Her attitude changed when it looked like bad weather might stop Erik Weihenmayer's attempt to become the first blind climber on the summit of the world's highest mountain.
"I began pushing for him to (reach the) summit, and less about safety," she said.
He made it May 25, winning the admiration of other climbers and cheers from the National Federation of the Blind, which helped finance his climb of the 29,035-foot peak.
"It's not all good and it's not all bad. It was a big sacrifice," Weihenmayer, 33, said in an interview at his home.
Part of the sacrifice was being away from his 11-month-old daughter, Emma, during the three-month trek.
"I measured my time away by how many teeth Emma grew.

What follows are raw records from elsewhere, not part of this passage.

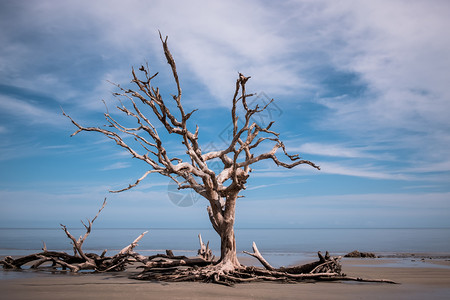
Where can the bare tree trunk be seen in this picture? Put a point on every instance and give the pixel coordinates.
(228, 246)
(228, 258)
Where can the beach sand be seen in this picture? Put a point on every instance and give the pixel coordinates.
(417, 280)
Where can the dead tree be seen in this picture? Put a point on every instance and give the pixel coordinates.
(220, 189)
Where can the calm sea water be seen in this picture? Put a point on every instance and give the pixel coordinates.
(270, 241)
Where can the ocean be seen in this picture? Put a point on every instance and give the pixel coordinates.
(282, 245)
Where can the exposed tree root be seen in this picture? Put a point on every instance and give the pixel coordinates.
(327, 268)
(168, 267)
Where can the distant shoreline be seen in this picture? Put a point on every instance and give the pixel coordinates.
(428, 282)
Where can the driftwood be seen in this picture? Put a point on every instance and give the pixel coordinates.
(327, 268)
(79, 260)
(169, 267)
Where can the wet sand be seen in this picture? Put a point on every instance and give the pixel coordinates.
(417, 280)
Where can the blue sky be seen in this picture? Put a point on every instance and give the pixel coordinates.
(360, 88)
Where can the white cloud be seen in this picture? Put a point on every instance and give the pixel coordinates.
(30, 112)
(336, 150)
(116, 166)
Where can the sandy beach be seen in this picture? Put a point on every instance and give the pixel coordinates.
(429, 279)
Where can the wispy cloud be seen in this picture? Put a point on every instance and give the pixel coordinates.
(116, 166)
(28, 112)
(338, 150)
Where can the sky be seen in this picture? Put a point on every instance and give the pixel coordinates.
(359, 87)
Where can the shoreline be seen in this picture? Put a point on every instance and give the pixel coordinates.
(430, 279)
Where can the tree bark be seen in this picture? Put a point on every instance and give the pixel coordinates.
(228, 256)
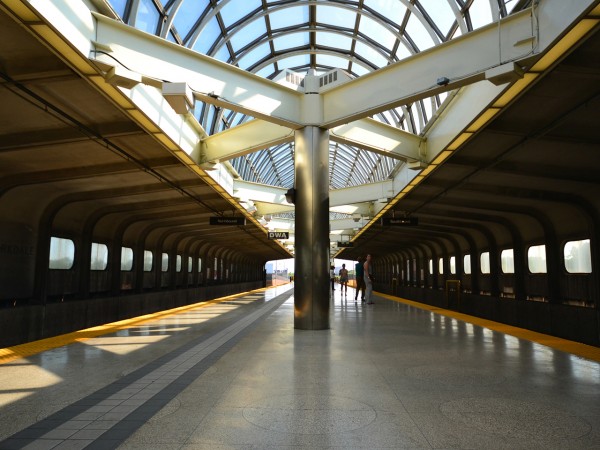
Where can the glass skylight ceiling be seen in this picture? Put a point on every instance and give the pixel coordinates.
(358, 36)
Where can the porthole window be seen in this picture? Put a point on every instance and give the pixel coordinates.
(467, 264)
(62, 254)
(148, 260)
(578, 258)
(164, 262)
(99, 257)
(126, 259)
(536, 259)
(507, 259)
(485, 262)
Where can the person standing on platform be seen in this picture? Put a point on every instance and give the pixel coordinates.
(332, 277)
(360, 279)
(344, 280)
(368, 276)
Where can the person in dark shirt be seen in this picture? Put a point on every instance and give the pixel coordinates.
(360, 279)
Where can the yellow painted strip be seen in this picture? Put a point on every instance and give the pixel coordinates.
(576, 348)
(32, 348)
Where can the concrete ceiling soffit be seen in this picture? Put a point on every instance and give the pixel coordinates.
(359, 197)
(246, 138)
(211, 81)
(486, 53)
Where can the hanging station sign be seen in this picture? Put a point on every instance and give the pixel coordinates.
(279, 235)
(399, 222)
(227, 220)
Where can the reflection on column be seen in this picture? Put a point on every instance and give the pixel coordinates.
(311, 289)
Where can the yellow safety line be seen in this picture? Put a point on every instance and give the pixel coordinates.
(575, 348)
(32, 348)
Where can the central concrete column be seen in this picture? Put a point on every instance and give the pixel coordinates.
(311, 286)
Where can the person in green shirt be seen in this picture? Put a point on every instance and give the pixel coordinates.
(360, 279)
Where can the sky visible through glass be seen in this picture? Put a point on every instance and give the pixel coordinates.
(266, 37)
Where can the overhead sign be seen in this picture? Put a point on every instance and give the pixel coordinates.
(401, 222)
(227, 220)
(279, 235)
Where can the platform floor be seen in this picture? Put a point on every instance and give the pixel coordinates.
(234, 374)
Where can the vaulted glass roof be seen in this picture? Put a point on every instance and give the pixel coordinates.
(268, 36)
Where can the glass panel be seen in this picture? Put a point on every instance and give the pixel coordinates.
(377, 32)
(578, 258)
(187, 14)
(251, 31)
(99, 257)
(332, 61)
(222, 54)
(418, 33)
(208, 36)
(253, 56)
(147, 18)
(148, 260)
(336, 16)
(536, 259)
(507, 260)
(126, 259)
(294, 61)
(485, 262)
(266, 71)
(288, 17)
(62, 253)
(292, 40)
(119, 6)
(440, 12)
(391, 9)
(334, 40)
(370, 54)
(234, 11)
(480, 13)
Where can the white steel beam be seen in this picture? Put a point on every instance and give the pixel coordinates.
(521, 37)
(377, 137)
(362, 193)
(210, 80)
(243, 139)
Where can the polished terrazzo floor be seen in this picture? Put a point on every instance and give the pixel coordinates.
(236, 375)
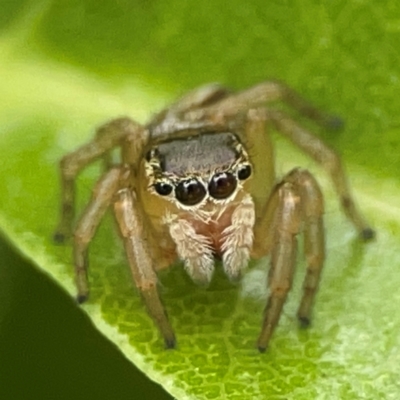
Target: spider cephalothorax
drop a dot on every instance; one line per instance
(188, 188)
(213, 170)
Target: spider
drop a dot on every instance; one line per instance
(197, 183)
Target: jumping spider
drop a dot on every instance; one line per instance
(198, 183)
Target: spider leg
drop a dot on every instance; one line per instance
(272, 91)
(135, 239)
(329, 160)
(107, 137)
(87, 225)
(296, 204)
(312, 208)
(285, 201)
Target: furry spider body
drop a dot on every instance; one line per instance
(198, 183)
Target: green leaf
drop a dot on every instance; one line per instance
(68, 66)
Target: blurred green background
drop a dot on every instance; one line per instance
(342, 54)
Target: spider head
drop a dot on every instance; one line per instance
(191, 171)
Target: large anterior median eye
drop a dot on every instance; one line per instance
(222, 185)
(190, 192)
(163, 188)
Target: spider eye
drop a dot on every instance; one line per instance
(222, 185)
(163, 188)
(190, 192)
(244, 172)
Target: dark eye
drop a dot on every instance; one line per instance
(163, 188)
(190, 192)
(222, 185)
(244, 172)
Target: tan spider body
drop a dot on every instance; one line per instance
(198, 183)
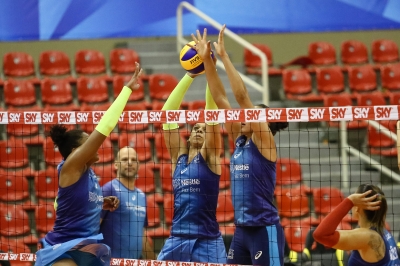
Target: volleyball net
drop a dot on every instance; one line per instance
(324, 154)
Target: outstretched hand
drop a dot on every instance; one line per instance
(133, 82)
(110, 203)
(220, 45)
(365, 202)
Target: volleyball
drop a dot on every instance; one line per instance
(190, 60)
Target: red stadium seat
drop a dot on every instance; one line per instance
(51, 154)
(46, 183)
(390, 77)
(54, 63)
(288, 171)
(342, 99)
(296, 236)
(89, 62)
(161, 86)
(362, 79)
(297, 85)
(18, 64)
(292, 202)
(104, 172)
(122, 60)
(13, 153)
(92, 89)
(384, 51)
(329, 80)
(14, 221)
(322, 53)
(56, 91)
(119, 82)
(371, 99)
(13, 188)
(225, 212)
(138, 141)
(140, 106)
(354, 52)
(19, 92)
(253, 63)
(45, 216)
(145, 178)
(153, 211)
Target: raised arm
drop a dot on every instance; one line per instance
(174, 142)
(262, 136)
(76, 162)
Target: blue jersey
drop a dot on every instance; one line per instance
(390, 259)
(123, 228)
(253, 180)
(196, 190)
(78, 211)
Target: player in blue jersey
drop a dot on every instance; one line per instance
(75, 238)
(195, 235)
(123, 229)
(258, 237)
(371, 243)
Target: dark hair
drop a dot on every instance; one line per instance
(275, 127)
(65, 140)
(377, 217)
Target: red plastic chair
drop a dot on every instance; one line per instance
(297, 85)
(145, 178)
(384, 51)
(390, 77)
(225, 212)
(19, 92)
(18, 64)
(342, 99)
(292, 202)
(322, 53)
(354, 52)
(122, 60)
(329, 80)
(161, 86)
(46, 183)
(13, 188)
(54, 62)
(13, 153)
(45, 216)
(56, 91)
(296, 236)
(104, 172)
(253, 63)
(52, 156)
(119, 82)
(362, 78)
(106, 152)
(14, 221)
(139, 142)
(153, 212)
(89, 62)
(92, 89)
(288, 171)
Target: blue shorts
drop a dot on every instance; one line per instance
(193, 250)
(253, 245)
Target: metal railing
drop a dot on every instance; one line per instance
(180, 41)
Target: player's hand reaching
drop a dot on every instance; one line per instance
(133, 82)
(110, 203)
(220, 45)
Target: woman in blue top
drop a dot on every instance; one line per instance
(258, 238)
(195, 235)
(75, 237)
(371, 243)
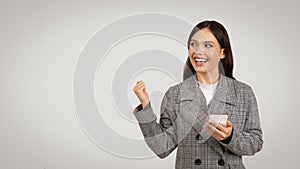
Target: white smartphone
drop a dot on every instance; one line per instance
(219, 118)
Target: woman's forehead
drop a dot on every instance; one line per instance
(204, 35)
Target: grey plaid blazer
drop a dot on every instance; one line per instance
(183, 114)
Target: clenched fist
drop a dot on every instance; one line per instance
(140, 91)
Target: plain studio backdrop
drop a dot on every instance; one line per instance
(41, 43)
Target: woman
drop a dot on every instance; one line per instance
(208, 89)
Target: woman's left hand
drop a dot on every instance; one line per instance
(218, 131)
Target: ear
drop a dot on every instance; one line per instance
(222, 56)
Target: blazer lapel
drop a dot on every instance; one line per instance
(224, 95)
(193, 104)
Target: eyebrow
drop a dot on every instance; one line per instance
(203, 41)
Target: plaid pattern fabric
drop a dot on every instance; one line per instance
(183, 113)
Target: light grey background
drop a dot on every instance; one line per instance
(41, 41)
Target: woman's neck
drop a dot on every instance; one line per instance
(207, 78)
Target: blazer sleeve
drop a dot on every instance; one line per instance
(160, 137)
(247, 141)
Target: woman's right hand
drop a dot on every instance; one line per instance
(140, 91)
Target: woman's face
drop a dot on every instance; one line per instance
(205, 52)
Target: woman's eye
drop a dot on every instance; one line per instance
(208, 45)
(193, 44)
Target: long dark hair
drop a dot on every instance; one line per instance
(219, 31)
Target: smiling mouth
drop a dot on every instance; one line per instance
(201, 60)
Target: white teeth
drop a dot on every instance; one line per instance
(201, 60)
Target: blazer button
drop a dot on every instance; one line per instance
(198, 137)
(221, 162)
(198, 162)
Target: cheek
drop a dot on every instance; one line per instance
(213, 54)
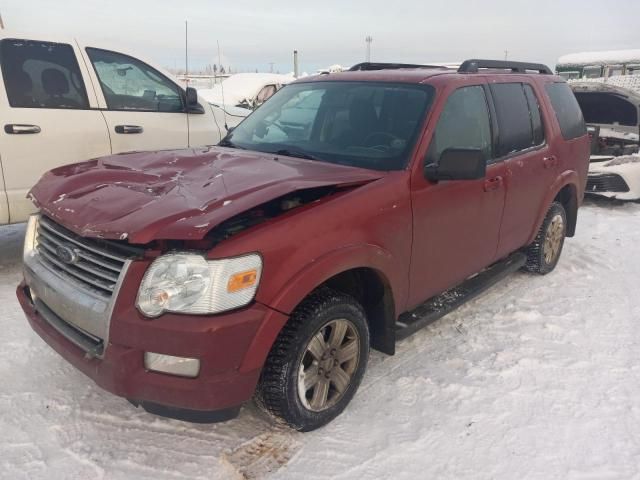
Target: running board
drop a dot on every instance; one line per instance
(437, 307)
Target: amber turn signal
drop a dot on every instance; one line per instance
(242, 280)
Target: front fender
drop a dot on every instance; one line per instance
(312, 276)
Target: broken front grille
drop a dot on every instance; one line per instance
(607, 182)
(91, 264)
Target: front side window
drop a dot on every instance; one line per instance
(567, 110)
(129, 84)
(363, 124)
(514, 118)
(42, 75)
(463, 123)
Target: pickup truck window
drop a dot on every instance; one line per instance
(42, 75)
(129, 84)
(463, 123)
(567, 110)
(364, 124)
(514, 118)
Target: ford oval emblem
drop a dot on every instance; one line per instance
(67, 254)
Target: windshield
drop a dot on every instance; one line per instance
(368, 125)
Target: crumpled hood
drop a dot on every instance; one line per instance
(178, 194)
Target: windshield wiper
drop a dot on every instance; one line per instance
(295, 153)
(228, 143)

It was seven," he said.
Weihenmayer was pleased that he had destroyed some stereotypes about the blind, but said that wasn't the point: "I didn't do it to prove anyone wrong. I did it for the fun of it."
Still, "It sure is nice to do something that completely shatters people's assumptions."
"Erik has proven that blind people are pretty average," said Nancy Burns, president of the National Federation of the Blind.
In some ways, being blind was an aid. "What turns people back a lot of times is that their goggles freeze up. They can't see, but if they take the goggles off they can be blinded by the snow," said Weihenmayer.
Weihenmayer said he could tell he had reached the top "because the sound vibrations are different. It is like an open infinity and is so beautiful for a blind person."
After the climb, the team returned to the Nepalese capital of Katmandu in time to be confronted by rioters demonstrating over the June 1 killings of members of the royal family.
"We almost couldn't get out of there. It was crazy. People were throwing bricks. I had never smelled tear gas."
Despite that and the dangers on the mountain, the Everest climb was easy compared to last year's attempt by a team that included Weihenmayer to climb Ama Dablam, nearly 7,000 feet lower than Everest. One climber had to be evacuated.
"The cool thing was we knew that even though we failed we were a team," said Weihenmayer.
Both climbs were led by Pasquale Scaturro.
"Erik is a great teammate. He is very easy to get along with," Scaturro said. "People have to realize that he is very independent, though. Some want to take care of him too much."
Team members guided Weihenmayer by making noise with a bell or hitting rocks with a ski pole. At the end of the day, they described the camp site and Weihenmayer would set up his tent.
"He is strong as an ox, and is an amazing athlete," said Scaturro. "What he did in my opinion is one of the great athletic feats of the century, and he did it with no frostbite or other injuries."